The Kroc Foundation supports research into diabetes, arthritis, and multiple sclerosis. All three of these diseases strike young adults and rob them of vitality in their best years. I selected them for that reason, and also because each has touched my own life destructively. I have diabetes myself. My first wife, who is now dead, suffered from it, too, and my daughter, Marilyn, died from it in 1973. Arthritis had rusted out my hip joints to the point where I couldn’t get around without a cane. In 1974 it confined me to bed, and I said that was it! My doctors had resisted performing surgery on me because of my diabetes and high blood pressure, but now I insisted on having one of those plastic hip joints even if it killed me. I’d rather be dead than forced to stay in bed. Well, it worked out fine. I threw my cane in the closet, and now my wife has to keep reminding me to slow down. Multiple sclerosis has handicapped my sister, Lorraine. She and her husband, Hank Groh, had three McDonald’s in Lafayette, Indiana. My brother says Lorraine might have been a female Ray Kroc because she takes after me in many ways.
The foundation expanded its activities in 1976 to include a public awareness program relating to the effects of alcohol misuse on the family. The program is conducted under the name Operation CORK (Kroc spelled backward), and it is one of Joni’s main concerns. She has devoted a lot of time and organizational effort to it, working with the Rev. John Keller and Fred Lane.
I have always enjoyed helping other people. It’s the reason for my interest in the work of the foundation. It’s also why, ear
ly in 1972, I decided I would celebrate my seventieth birthday that October by giving a significant amount of money to some worthy cause. A million dollars was the figure mentioned when I first discussed the idea with Joni and Don Lubin. It seemed like a nice, round number. But as the weeks and months went by and we drew up lists of possible recipients, the amount of money kept growing.
I planned to benefit Chicago institutions because Chicago is home for me and for McDonald’s, and I wanted to show my gratitude. Another consideration was the fact that young people and families have been important to the success of McDonald’s, and I wanted my gifts to acknowledge that. So my final list had major gifts to Children’s Memorial Hospital, for genetic research and construction of new facilities; the Passavant Pavilion of Northwestern Memorial Hospital, for a research institute to study birth problems; Adler Planetarium, for the development of a Universe Theater; Lincoln Park Zoo, for construction of a Great Ape House; PACE Institute, for educational and rehabilitation programs for inmates of Cook County Jail; Ravinia Festival Association, to start an endowment fund; and Field Museum of Natural History, for a major exhibit on ecology.
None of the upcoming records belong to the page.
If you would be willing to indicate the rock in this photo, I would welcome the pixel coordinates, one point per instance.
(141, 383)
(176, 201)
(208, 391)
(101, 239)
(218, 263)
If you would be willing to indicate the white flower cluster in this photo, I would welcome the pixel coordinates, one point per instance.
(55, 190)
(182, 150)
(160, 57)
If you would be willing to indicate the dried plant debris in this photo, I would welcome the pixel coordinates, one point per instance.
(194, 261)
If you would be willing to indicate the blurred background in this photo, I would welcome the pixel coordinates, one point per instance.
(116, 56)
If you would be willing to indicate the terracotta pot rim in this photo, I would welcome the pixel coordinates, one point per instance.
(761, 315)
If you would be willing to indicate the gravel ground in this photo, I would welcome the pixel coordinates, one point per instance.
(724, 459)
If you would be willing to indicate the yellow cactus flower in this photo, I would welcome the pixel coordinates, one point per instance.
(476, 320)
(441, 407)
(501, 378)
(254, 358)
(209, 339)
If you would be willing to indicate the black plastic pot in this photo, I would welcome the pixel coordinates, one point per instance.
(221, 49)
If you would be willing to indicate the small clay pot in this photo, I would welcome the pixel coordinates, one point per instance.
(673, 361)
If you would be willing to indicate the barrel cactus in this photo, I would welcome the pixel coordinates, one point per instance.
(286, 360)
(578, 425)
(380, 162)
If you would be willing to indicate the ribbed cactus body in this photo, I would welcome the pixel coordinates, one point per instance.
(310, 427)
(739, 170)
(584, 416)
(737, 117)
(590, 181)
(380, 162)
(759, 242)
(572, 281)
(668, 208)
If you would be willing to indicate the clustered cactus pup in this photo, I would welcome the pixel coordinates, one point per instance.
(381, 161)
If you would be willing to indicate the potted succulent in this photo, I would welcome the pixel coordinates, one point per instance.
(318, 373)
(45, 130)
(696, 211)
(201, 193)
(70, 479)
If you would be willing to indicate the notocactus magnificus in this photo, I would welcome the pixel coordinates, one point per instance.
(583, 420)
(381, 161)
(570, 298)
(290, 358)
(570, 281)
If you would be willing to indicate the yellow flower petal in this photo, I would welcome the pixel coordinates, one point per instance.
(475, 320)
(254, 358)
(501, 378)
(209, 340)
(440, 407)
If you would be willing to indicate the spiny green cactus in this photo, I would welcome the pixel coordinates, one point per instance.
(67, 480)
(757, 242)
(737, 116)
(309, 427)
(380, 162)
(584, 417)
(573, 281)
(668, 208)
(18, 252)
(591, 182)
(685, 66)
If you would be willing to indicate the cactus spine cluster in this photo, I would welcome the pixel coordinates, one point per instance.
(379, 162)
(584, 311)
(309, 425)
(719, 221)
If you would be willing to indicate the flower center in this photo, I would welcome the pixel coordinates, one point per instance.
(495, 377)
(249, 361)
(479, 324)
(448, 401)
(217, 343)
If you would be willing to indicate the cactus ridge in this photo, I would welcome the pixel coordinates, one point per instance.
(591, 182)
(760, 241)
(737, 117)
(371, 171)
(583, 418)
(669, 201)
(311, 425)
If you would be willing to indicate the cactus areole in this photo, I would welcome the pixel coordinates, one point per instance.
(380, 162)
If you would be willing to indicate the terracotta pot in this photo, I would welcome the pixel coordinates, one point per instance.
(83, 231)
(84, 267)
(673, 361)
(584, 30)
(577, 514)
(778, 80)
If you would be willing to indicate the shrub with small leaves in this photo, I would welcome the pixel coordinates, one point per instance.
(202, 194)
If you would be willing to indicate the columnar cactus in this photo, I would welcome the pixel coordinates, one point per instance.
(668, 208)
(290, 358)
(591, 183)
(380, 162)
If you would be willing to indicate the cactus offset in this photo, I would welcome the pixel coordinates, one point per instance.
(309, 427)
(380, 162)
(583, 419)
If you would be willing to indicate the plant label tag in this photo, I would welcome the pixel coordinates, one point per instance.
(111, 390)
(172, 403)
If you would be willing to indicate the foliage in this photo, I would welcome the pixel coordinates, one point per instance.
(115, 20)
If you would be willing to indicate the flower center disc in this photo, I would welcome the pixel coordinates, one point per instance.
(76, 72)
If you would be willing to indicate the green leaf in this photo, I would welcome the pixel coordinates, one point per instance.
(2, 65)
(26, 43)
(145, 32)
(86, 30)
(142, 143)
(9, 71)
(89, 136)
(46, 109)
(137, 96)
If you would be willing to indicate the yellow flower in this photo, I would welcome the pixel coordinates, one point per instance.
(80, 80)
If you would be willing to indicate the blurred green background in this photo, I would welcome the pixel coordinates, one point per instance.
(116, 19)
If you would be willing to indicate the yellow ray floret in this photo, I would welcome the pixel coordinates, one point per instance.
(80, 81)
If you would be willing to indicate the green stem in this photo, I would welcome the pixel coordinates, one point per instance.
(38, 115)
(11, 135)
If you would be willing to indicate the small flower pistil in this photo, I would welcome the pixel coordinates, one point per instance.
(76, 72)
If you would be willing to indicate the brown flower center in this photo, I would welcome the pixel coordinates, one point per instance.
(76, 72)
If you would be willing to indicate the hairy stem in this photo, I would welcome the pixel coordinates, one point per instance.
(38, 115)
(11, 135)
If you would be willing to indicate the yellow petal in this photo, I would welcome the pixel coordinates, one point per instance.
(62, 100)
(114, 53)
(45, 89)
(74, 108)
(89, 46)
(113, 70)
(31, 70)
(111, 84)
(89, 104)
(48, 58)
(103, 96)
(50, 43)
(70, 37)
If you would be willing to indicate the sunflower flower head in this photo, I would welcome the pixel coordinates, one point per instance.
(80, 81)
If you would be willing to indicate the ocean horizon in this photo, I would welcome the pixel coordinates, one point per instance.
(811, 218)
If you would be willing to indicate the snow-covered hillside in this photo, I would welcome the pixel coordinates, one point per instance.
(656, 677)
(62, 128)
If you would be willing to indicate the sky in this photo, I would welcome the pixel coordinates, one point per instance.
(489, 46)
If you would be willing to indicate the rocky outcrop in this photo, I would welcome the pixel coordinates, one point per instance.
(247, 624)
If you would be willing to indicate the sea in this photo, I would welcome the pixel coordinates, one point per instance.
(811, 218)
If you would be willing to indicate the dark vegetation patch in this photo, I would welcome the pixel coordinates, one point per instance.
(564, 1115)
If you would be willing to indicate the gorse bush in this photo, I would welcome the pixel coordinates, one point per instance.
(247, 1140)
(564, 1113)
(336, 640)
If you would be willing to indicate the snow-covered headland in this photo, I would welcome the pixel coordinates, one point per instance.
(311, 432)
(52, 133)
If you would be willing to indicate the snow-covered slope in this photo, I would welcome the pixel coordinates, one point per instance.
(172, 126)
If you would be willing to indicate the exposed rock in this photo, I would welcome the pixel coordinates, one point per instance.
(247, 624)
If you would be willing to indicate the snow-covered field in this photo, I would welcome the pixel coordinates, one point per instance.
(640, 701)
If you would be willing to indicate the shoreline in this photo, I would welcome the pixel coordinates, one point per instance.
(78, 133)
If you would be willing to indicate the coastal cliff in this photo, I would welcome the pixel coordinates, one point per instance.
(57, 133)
It happened at the time these gifts were being considered that a blood donation day was organized at the McDonald’s office in Oak Brook to help the young son of Red Llewellyn of our accounting department. The boy, one of ten children, was being treated for leukemia at St. Jude’s Children’s Research Hospital in Memphis, Tennessee, and he needed many blood transfusions. Red’s wife came in later to thank me. She told me about what marvelous care her son had received at St. Jude’s. So I did some investigating and learned more about the place. Then I added it to my birthday list.